Habíamos quedado a las cinco y ya había pasado un cuarto de hora, por lo que mi madre debería estar esperándome. Toqué un par de veces más, pero no abrió nadie. Me asomé al jardín, aupándome en las piedras del muro. Su coche no estaba.

«No me jodas».

La llamé por teléfono, porque conseguir que mi madre contestara un mensaje era casi un milagro.

—¡Georgina, cariño! —me saludó con alegría al descolgar—. ¿Qué tal estás, tesoro?

—Bien, mamá. Estoy en la puerta de tu casa, ¿recuerdas que habíamos quedado? ¿Me puedes a abrir?

—¡Ay! —exclamó, sorprendida—. ¡Pero si yo no estoy en casa!

—Mamá... —intenté no venirme abajo y pensé que seguramente vendría pronto—. ¿Y cuándo volverás?

—Mañana. —«Vale, es oficial. Estoy tirada en medio de la nada»— Es que, ¡Albert es tan romántico! Ayer me sorprendió al volver de trabajar con una escapada de fin de semana sorpresa. ¡Estamos en Francia!

—Pero mamá, habías quedado con nosotros.

—Lo siento, cariño. Me emocioné tanto ayer que olvidé avisarte de que no iba a poder ser.

Tuve que morderme la lengua para no gritar.

—Te prometo que el próximo fin de semana lo reservo para ti, ¿te parece?

—Sí, está bien —cedí, algo desesperada.

—Me sabe fatal, cariño —dijo, apenada—. Te prometo que el fin de semana que viene lo pasaremos bien, será la final de Eurovisión. Eso siempre te encanta, cielo.

Sí, me encantaba, aunque en ese momento sintiese que nada podía motivarme.

—Sí, nos vemos el sábado que viene.

Colgué la llamada antes de perder los estribos. Quería gritar por todo lo alto.

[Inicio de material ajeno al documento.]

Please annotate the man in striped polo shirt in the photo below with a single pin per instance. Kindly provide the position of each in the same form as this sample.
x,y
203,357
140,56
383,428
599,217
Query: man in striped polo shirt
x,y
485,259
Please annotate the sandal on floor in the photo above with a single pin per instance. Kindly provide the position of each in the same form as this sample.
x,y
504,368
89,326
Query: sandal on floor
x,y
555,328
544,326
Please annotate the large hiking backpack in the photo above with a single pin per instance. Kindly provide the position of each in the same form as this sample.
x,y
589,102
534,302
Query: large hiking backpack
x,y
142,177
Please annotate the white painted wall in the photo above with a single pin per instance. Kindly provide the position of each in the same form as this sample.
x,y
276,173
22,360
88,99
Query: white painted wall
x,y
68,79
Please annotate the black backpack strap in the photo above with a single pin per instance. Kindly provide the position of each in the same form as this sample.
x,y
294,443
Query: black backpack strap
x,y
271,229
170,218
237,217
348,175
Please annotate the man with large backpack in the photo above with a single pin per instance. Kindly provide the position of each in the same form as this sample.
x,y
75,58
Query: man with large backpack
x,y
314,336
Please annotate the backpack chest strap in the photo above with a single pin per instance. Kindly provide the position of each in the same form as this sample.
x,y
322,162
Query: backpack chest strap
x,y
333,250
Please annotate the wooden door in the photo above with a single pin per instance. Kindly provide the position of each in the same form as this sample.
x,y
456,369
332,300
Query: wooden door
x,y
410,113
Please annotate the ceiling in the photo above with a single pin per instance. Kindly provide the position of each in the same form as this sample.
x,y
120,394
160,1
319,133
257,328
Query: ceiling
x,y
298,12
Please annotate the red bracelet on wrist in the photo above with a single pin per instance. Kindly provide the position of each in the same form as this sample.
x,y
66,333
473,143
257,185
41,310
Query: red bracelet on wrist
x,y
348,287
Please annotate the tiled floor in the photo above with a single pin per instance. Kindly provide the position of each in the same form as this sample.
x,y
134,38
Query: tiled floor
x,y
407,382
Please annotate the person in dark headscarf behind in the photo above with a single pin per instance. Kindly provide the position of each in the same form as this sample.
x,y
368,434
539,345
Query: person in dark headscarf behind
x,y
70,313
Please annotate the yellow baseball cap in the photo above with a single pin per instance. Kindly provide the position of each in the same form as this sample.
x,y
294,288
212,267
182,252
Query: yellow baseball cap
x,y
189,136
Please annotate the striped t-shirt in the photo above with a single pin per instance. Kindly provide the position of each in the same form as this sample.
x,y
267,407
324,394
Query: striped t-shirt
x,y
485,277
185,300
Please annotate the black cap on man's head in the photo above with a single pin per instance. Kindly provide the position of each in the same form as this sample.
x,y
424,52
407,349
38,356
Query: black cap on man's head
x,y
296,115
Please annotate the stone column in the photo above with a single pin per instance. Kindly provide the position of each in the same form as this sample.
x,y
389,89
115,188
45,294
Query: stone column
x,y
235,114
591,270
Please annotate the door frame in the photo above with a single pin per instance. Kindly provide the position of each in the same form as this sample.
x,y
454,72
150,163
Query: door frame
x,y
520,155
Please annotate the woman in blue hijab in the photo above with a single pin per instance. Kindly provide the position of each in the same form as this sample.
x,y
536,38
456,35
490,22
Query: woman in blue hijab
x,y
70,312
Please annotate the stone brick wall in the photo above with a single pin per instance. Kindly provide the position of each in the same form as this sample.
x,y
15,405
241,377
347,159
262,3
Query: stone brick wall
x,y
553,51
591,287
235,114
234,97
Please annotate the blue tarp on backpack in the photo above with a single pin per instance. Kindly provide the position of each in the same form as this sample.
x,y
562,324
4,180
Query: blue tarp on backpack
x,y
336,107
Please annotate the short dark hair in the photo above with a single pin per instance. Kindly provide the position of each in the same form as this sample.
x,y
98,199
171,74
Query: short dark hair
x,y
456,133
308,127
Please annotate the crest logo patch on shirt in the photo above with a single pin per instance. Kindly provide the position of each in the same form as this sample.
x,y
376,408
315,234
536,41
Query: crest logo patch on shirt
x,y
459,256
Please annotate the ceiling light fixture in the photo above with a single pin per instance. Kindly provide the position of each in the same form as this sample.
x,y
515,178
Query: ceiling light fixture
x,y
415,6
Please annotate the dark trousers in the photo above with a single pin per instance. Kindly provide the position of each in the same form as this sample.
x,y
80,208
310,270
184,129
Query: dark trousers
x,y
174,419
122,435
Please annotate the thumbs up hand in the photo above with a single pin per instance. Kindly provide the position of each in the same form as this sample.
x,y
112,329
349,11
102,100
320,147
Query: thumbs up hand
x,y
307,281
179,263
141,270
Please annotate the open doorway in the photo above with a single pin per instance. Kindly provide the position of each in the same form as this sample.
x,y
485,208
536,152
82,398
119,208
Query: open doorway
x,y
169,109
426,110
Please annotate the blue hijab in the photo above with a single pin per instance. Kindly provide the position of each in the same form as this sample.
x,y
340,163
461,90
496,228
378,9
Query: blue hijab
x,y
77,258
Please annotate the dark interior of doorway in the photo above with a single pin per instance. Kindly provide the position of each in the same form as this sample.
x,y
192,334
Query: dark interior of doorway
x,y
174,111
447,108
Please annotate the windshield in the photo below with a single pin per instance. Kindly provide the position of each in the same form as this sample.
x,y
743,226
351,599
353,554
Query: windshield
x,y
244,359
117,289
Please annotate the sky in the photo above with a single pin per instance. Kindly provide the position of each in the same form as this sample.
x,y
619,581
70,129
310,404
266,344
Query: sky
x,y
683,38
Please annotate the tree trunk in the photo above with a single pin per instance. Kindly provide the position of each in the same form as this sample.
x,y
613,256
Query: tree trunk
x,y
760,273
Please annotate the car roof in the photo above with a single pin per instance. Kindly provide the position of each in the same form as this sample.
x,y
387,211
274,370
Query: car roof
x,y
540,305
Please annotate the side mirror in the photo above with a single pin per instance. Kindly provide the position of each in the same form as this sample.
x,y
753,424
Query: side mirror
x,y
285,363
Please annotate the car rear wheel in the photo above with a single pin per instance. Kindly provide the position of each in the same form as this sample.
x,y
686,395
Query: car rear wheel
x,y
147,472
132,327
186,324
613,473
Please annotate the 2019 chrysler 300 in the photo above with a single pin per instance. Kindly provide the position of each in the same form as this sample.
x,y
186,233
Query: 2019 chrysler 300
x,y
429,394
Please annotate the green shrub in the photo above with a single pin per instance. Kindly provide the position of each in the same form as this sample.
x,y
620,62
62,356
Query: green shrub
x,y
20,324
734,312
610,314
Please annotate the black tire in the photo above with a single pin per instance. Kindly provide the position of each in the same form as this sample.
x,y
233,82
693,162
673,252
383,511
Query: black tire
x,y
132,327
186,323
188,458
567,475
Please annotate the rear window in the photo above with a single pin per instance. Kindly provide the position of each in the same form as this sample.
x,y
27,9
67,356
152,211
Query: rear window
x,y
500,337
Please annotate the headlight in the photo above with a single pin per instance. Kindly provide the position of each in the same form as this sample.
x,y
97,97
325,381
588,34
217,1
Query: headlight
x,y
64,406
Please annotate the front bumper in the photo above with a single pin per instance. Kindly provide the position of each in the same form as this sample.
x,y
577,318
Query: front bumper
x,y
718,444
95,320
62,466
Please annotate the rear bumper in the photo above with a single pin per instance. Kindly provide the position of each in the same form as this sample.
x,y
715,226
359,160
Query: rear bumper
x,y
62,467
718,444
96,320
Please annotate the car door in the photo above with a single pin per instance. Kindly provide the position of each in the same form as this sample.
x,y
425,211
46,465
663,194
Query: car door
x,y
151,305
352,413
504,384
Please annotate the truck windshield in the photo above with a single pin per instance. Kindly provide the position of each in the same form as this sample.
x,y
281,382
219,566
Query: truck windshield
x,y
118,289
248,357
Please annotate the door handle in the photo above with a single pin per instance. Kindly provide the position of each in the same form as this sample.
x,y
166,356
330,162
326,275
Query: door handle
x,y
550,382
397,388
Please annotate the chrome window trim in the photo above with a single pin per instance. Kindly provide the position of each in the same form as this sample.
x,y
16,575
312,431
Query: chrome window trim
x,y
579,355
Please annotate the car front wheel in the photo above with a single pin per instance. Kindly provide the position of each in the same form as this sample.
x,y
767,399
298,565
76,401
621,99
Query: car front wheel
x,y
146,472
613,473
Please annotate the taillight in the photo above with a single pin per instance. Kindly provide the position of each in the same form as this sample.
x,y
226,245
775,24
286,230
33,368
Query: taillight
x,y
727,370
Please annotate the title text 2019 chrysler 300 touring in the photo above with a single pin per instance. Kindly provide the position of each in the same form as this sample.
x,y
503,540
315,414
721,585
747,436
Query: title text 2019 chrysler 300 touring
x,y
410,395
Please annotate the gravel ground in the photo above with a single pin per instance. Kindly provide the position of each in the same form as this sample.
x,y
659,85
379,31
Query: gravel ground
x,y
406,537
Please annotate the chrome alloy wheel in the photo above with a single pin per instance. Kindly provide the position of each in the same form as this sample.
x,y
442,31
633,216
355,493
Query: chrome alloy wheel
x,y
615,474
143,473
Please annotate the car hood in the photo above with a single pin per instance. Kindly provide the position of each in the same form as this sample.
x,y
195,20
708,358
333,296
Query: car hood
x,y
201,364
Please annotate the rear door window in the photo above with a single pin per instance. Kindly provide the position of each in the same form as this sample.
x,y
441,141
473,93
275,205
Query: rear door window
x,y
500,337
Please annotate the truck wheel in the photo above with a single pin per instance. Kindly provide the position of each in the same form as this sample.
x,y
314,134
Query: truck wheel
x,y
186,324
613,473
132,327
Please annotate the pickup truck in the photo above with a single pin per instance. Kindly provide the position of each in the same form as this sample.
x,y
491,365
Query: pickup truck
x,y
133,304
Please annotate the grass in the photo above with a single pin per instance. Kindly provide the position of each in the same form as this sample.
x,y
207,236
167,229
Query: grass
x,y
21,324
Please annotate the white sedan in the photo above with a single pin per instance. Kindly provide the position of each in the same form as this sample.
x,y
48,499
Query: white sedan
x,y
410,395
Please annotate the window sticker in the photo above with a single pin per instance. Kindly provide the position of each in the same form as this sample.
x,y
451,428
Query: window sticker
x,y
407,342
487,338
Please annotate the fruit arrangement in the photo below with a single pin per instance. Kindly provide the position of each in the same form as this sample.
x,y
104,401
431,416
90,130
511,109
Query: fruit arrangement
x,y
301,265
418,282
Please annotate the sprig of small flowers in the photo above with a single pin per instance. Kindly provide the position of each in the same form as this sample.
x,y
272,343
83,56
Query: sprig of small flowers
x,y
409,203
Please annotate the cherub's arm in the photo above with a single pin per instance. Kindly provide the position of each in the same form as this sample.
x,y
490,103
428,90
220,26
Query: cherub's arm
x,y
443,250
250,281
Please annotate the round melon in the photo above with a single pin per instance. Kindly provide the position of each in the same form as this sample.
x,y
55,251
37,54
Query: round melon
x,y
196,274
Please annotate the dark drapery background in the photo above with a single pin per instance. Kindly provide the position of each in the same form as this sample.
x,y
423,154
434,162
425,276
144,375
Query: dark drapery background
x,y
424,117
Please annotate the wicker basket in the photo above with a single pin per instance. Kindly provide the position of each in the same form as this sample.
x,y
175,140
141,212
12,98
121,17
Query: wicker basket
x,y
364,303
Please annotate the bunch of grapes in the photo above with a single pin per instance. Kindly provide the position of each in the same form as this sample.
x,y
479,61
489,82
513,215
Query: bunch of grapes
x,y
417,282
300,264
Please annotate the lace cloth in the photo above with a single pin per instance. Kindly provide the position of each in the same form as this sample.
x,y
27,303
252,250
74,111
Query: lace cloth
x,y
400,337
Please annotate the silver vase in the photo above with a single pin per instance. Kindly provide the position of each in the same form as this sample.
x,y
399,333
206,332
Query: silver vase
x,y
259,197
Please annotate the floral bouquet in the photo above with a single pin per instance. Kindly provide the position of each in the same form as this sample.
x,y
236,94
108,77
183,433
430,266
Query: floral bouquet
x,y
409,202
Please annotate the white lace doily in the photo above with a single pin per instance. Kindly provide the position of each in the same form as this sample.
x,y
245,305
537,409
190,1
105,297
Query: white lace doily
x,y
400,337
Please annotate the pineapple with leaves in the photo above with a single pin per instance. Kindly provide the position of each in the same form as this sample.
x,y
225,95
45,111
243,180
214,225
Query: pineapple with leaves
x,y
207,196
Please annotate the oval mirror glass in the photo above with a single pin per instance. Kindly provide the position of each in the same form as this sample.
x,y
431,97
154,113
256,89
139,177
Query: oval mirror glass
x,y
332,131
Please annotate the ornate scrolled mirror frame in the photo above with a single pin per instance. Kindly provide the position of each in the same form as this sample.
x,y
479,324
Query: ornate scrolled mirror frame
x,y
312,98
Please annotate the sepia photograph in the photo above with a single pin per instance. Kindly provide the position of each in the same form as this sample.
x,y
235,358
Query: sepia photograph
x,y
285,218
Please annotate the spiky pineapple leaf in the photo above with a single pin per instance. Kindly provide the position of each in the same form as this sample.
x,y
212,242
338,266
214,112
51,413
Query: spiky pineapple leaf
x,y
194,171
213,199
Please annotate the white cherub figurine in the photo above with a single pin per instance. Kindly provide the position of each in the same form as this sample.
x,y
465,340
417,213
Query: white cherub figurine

Me senté en el parque de la esquina, si es que a ese columpio y bancos en la entrada inminente al bosque y salida a la autovía podía llamársele parque. No sabía como volver a casa.

No podía llamar a papá porque no podía conducir, en cuanto a Claudia y Anna estaban en la otra punta de la comunidad y colarme en casa de mi madre no parecía viable. Busqué en internet la opción de tomar un autobús, pero no había servicio de autobuses que pasaran por ese pueblo durante los fines de semana.

—¡¿Quién demonios se viene a vivir aquí?! —grité a pleno pulmón, esperando clamar mi ansiedad—. ¡Es el puto culo del mundo!